Seven out of 10 groups in the MSCI Emerging Markets Index gained, led by health-care and commodity shares. The broad measure has slumped 11 percent this year, compared with a 7.9 percent advance in a measure of developed nations’ stocks. The Chicago Board Options Exchange Emerging Markets ETF Volatility Index, a measure of options prices on the fund and expectations of price swings, fell 7.1 percent to 25.64.
Brazil’s Ibovespa slid as economists cut estimates for Brazil’s growth. OGX plunged 29 percent after saying it may shut its only producing wells next year. Mining company MMX Mineracao & Metalicos SA and port developer LLX Logistica SA, also controlled by Batista, dropped.
The Micex Index rebounded in Moscow after the worst quarterly slump in a year as metal producers rallied. OAO Novolipetsk Steel increased 3.3 percent, after slumping 12 percent last quarter. OAO Rostelecom jumped 1.7 percent as Russia’s largest fixed-line operator started accepting offers from shareholders after proposing to buy back stock at a premium to the market.

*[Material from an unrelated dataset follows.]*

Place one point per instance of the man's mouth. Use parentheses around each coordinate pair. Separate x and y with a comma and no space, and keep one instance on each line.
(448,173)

Turkish shares gained, while benchmark gauges Poland, the Czech Republic and Hungary retreated. South Africa’s equity benchmark gained a fifth day as DRDGold Ltd. surged 6.1 percent.
Chinese stocks completed the first back-to-back gain in a month as money-market rates slumped. The Shanghai Composite Index advanced 0.8 percent as PetroChina Co. rose for a third day after the biggest energy producer slid to a record low last week. Hong Kong’s markets were shut for a holiday.
India’s S&P BSE Sensex rose 0.9 percent, after the most in 18 months on June 28. Reliance Industries Ltd., owner of the world’s largest refining complex, reached a five-month high.
The cost of protecting Egyptian debt against default for five years soared 43 basis points today to 925, according to CMA. The contracts surged 261 basis points in June. The stock market was closed for a holiday. Anti-government demonstrations intensified today, with protesters storming the Cairo headquarters of the Muslim Brotherhood and setting it ablaze.
South Korea’s won advanced the most in almost five months as data showed the nation’s June trade surplus was near the highest level since 2010. Bonds fell.
The extra yield for emerging-market debt over U.S. Treasuries declined three basis points, or 0.03 percentage point, to 337 basis points, according to JPMorgan’s EMBI Global Diversified Index.